Medical practitioners, patients and fitness enthusiasts find a new lease of life in technology.
BY LYDIA MUTANU
Sixty one per cent of people check their phone the first thing in the morning. This is acording to a report published by The Hindu. Statistics also show that we invent one breakthrough today and then tomorrow’s inventors transform it into another we never imagined possible. Take 5G for example. Currently the titanic struggle of leadership of trade war between the world’s largest economies China and USA lies in the new 5G technology that Huawei, which is the second largest company in China, cracked first. Among other things, 5G is going to improve the quality of health care services and enable access in the far-flung areas. It will also be able to support a growing number of devices in everyday life from fitness tracking watches to internet linked televisions and smart speakers at home. With so much at stake, it’s no surprise that the biggest economies are at a trade war, as billions of dollars of economic benefit will accrue to the ones who stay ahead of the park. As excited as we are though, we must know the past to understand the present and plan for the future.
Investment in health-tech
In the year 2011 to 2014 USD1.9 billion was raised for companies aimed at predictive analysis in the health sector. In 2018, an estimated USD1.5 trillion was invested into wearable healthcare monitor technology and mobile applications. This type of remote healthcare has allowed a timelier administration of treatment for patients at their homes significantly reducing the cost of intervention as well as improving the quality of care and therefore changing where and how medical decisions are made and where treatment is rendered. Traditionally, we had to go to hospitals, brave the long queues to access quality healthcare. Now, we have pop up retail settings, mobile clinics and telemedicine which is the remote diagnosis and treatment of patients by means of telecommunications technology.

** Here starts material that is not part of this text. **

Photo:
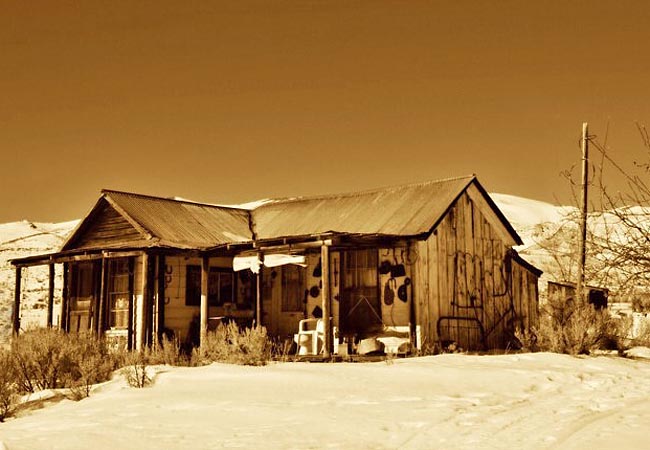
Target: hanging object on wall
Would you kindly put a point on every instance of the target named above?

A mobile clinic travels to poor communities to provide care. The best example is the Mobile clinics from Beyond Zero Initiative led by Kenya’s first lady Margret Kenyatta which have been distributed in all counties in Kenya and in turn reduced the distance that people in the villages have to walk in order to receive quality healthcare. According to Start-up Ecosystem Report of 2017 44 per cent of e-health ventures sampled were mobile based. Kenya, Nigeria and South Africa were named as early hotspots for e-health entrepreneurs but also showed a rise in start-ups with substantial communities of e-health innovators emerging in Uganda, Ghana, Egypt and Senegal.

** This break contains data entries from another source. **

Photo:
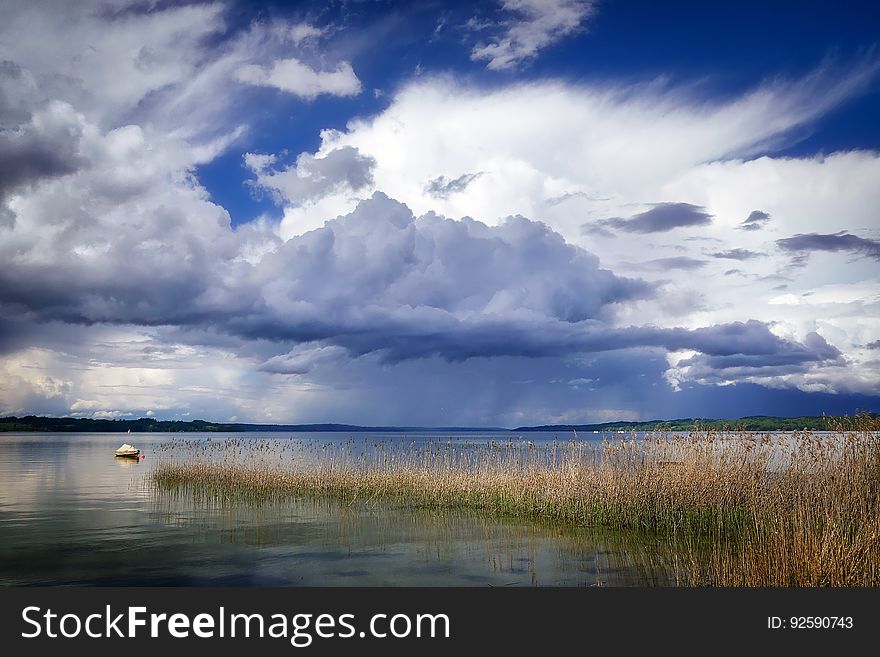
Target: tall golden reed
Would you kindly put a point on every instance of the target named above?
(738, 509)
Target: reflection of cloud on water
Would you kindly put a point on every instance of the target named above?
(371, 543)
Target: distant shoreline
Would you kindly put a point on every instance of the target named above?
(150, 425)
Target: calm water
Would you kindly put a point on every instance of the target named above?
(72, 514)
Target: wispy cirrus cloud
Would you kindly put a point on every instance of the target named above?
(756, 220)
(660, 218)
(834, 242)
(535, 25)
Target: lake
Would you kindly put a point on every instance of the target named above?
(72, 514)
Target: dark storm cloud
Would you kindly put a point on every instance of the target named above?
(755, 221)
(791, 359)
(377, 281)
(37, 145)
(676, 262)
(443, 187)
(802, 244)
(736, 254)
(661, 218)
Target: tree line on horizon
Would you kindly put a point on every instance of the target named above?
(149, 425)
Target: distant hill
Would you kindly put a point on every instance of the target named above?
(68, 424)
(149, 425)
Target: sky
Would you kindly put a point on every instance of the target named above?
(500, 213)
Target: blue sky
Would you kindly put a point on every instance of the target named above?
(496, 213)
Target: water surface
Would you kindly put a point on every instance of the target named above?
(72, 514)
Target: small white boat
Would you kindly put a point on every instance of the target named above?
(128, 451)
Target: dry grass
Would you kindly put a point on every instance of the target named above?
(739, 509)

An alternative to hospital healthcare program is driven towards patients using wearable and other personalised technology to receive variety of readings, through which they can benchmark their health and decide whether to proceed to a healthcare facility. According to CR consumer report, 65 per cent of Americans used an internet search or went to medical website to learn about medical conditions that they might have. It is easier and unavoidable especially with healthcare information automated readings from health social networks. With social media, applications which facilitate interactive web internet-based applications, it is no surprise the role that social media has played in enabling patients to detect a correlation between their condition and medication interaction, or bad health practices and use that information to make decisions on how to improve their health. Local convenience store includes home kits and personalised genomics services, blood and biomarker testing, environmental testing and even bio simulation.
Technology has led to retail outlets in common city centres and clinics in remote locations which receive patients, review their information and decide whether to continue with further treatment with a doctor. On call doctors are also readily available online. They advertise their mobile numbers and social media platforms and answer questions and provide healthcare directives through video charts, emails or mobile calls to patients anywhere in the world. Telemedicine has grown exponentially with 72 per cent of hospitals and 52 per cent of physician groups in the USA currently providing such services. Sub Saharan Africa which is made up of 33 out of 48 global poorest countries has to extend its ICT diffusion and policy to match the ever-developing global economy. In some countries such as Ethiopia and South Africa there is significant progress in Telemedicine while in countries like Burkina Faso and Nigeria the process is slow because of lack of political support.
Technology risks on e-health
One of the risks involved just like almost every other career in the world currently is that technology will overtake the role of the doctor. In 2017 142 million medical and healthcare applications were downloaded and 65 per cent of consumer healthcare transactions were made using mobile devices. The new dynamic of doctor patient relationship requires new collaborations and business models as well as a revised understanding of healthcare company’s role in the value chain. Patient privacy is also a huge concern in medicine. Healthcare providers are often worried that technology will undermine a patient’s right to privacy.